Tuesday, September 27, 2005

Econ 101: Prices and scarcity (a contrarian view)

The news is that gas prices are rising "in response to market pressures", and so on. The news reports talk of prices as if they were natural phenomena, and go up or down entirely on their own. Which is of course utter nonsense. Prices are human constructs, and human decisions cause them to change.

A price does not rise or fall, someone decides to change it. There is no such thing as market pressure, there is only the belief by some people that a commodity is or will be in short supply. If they are sellers, they decide to ask for more. If they are buyers, they decide to offer more. If a sufficient number of buyers and sellers share that belief, and if the buyers cannot do without the commodity, or cannot delay their purchase of the commodity, higher prices will be paid. And so on. The converse happens when some people believe that a commodity will be in abundant supply.

The theory of the free market is said to assume that buyers and sellers have the same or at least similar information, and that the transaction is based on this information. This too is nonsense. Firstly, it is not information that matters, but belief. Secondly, information functions to justify belief, and it is belief that drives the decision to buy or sell. Thus, buyers and sellers may justify their decisions based on some very different information, or disagree about the significance of common information.

Either way, however, it is the apparent scarcity that drives pricing decisions. Both buyer and seller will attempt to control information, but for opposite reasons: the seller, to make the commodity seem scarce, the buyer to make the commodity seem abundant. Scarcity justifies the seller asking for more, abundance justifies the buyer's offering less. Thus the only information that seems relevant to pricing is information about scarcity.

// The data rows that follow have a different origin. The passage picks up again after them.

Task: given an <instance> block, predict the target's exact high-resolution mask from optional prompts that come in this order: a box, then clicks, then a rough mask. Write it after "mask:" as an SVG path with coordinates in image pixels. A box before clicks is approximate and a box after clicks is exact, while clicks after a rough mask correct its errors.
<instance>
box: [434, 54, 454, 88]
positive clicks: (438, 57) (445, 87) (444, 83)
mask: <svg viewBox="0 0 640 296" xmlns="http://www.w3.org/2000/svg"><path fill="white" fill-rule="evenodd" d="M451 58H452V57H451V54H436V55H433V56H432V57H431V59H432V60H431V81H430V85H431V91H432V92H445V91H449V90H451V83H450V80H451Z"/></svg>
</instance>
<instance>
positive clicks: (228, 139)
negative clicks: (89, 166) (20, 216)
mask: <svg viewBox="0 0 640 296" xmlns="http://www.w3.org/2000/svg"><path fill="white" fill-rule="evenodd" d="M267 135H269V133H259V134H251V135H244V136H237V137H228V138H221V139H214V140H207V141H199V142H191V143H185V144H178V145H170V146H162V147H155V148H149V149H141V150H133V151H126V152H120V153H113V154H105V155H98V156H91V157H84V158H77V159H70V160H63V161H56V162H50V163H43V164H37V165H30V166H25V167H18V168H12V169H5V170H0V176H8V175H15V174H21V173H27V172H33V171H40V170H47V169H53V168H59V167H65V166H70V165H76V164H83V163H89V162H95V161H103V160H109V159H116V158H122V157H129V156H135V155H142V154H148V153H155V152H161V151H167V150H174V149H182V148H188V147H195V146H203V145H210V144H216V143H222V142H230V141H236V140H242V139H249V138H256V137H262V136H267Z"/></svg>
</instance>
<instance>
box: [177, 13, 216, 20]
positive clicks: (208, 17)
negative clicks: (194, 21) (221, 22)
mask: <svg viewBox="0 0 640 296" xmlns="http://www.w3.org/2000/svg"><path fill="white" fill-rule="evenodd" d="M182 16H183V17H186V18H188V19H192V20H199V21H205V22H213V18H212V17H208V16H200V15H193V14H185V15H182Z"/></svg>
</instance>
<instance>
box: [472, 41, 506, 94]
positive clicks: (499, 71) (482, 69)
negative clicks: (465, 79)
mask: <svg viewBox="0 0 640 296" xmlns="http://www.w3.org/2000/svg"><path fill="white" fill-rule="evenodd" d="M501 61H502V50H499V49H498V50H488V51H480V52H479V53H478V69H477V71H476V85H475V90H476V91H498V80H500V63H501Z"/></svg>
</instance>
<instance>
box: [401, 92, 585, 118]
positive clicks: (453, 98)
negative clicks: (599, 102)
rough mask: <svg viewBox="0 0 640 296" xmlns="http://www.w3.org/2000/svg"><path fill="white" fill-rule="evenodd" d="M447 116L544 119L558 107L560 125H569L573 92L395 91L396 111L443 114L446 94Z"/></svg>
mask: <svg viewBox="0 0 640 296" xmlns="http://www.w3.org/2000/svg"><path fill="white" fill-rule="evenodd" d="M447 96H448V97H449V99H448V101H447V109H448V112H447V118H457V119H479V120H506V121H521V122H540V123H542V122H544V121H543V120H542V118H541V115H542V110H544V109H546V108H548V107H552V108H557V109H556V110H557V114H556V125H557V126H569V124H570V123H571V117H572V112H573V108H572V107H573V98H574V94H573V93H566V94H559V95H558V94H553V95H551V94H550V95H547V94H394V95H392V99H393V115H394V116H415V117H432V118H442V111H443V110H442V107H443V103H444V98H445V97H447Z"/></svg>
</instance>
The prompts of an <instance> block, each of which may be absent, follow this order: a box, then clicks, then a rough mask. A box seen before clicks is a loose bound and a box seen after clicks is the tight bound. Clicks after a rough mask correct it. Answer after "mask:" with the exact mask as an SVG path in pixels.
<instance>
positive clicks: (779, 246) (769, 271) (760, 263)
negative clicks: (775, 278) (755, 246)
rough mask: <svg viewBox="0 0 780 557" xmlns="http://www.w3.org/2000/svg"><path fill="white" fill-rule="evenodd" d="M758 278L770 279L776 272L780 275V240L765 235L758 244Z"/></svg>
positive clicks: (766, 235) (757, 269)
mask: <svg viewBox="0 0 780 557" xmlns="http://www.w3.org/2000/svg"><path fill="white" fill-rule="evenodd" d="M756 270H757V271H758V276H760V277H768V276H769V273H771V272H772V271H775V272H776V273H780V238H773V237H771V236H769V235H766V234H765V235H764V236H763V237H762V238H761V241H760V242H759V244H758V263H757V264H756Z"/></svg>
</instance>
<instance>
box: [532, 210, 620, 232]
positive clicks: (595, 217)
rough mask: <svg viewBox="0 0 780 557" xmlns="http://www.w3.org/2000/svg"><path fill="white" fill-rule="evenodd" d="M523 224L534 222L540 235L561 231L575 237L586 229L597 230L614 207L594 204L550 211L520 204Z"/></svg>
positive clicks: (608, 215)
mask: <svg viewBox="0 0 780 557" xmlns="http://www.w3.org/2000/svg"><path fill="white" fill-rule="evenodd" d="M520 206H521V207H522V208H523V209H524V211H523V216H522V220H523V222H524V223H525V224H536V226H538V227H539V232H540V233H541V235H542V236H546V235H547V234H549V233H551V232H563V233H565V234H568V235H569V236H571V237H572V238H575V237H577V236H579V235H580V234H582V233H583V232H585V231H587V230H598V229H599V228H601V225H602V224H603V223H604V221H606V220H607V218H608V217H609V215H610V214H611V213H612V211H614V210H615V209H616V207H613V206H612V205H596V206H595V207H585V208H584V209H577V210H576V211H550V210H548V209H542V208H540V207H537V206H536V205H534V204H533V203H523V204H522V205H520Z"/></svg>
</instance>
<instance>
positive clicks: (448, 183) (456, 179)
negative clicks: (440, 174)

It is the function of advertising to make the buyer believe that the commodity is scarce in some way. This is true even of advertising that offers goods at lower than usual prices: the implication (sometimes explicitly stated) is that goods at this low a price are scarce, so get them now before the price is raised. Luxury goods are luxury goods not because they are better than other goods, but because the sellers and buyers conspire to limit the supply: there must be just enough of the precious item available that only those few worthy of owning one can buy it. Scarcity explains the high values placed on antiques, most of which are merely the kitsch of earlier generations. But people discard kitsch in enormous quantities, so that little of it survives. Scarcity accounts for the high, sometimes outrageously high, prices paid to athletes and actors for their performances. The ultimate scarcity is that of the item advertised as unique, tens of thousands of which are sold to people who hope thereby to express and announce their unique individuality. What's truly scarce, apparently, is individual worth.